31 marzo 2019

Il discorso dei segni

Non posso negare il visibile che mi sta di fronte. Non posso negare il creato.

Non posso non aver avvertito la meraviglia dei fiori, la potenza dei mari, la logica di un cervello elettronico, le sterminate profondità del cosmo.

Non posso dire: è un caso.

Il discorso dei segni mi interroga: non sono posti a caso, sono delle realtà.

Fin da piccolo mi sono abituato a questa teologia dei segni che giungono a me da ogni parte, con estetica, armonia, forza, chiarezza indiscussa.

Il mare è li e lo vedo, il cielo è li e lo ammiro, il caldo è li e lo sento, il cibo è li e lo gusto.

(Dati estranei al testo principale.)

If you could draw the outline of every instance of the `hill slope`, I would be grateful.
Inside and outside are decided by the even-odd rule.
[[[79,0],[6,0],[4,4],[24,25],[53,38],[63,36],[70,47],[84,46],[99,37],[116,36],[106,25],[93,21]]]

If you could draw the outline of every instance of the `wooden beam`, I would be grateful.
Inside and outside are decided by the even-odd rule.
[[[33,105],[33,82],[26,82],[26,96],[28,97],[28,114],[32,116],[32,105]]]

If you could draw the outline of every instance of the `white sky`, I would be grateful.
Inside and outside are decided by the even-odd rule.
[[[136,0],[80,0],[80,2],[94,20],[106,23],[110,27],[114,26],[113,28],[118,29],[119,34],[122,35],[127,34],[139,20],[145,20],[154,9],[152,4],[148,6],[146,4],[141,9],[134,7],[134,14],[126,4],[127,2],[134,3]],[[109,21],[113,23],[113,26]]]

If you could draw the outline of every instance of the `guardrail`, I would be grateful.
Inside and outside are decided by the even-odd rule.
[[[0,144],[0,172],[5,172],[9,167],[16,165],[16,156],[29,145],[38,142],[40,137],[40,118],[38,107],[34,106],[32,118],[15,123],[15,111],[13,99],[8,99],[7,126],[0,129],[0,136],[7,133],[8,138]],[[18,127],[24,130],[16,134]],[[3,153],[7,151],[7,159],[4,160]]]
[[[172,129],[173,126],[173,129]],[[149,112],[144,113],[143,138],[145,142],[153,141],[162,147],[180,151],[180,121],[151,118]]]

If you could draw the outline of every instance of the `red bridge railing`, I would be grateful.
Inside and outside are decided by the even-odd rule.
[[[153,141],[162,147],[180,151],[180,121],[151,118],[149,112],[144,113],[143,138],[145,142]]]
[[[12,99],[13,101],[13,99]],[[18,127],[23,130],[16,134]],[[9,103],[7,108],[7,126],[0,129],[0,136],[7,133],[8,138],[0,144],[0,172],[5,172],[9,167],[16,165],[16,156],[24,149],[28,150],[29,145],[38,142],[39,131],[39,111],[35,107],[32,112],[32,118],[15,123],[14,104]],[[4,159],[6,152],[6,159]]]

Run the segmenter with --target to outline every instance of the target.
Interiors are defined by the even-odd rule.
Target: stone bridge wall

Non posso restare indifferente: i segni, la natura, il cosmo sono pagine aperte di un libro che, mi piaccia o no, devo saper leggere.

E mentre leggo penso, e il mio pensiero va sempre verso un centro sconosciuto, invisibile, ovunque presente, straordinariamente interessante: «l'altro» da me, risposta silenziosa alla mia domanda. E' l'Assoluto.

Dio poneva segni per parlarci, per spiegare le cose. Anche noi dovevamo fare altrettanto, sia per non perdere tempo, sia per controllarci nel nostro cammino e correggerci nelle nostre debolezze.

Sì, porre dei segni che fossero come la spiegazione concreta del nostro pensiero, la testimonianza  di ciò che volevamo essere, la catechesi del Vangelo vissuto.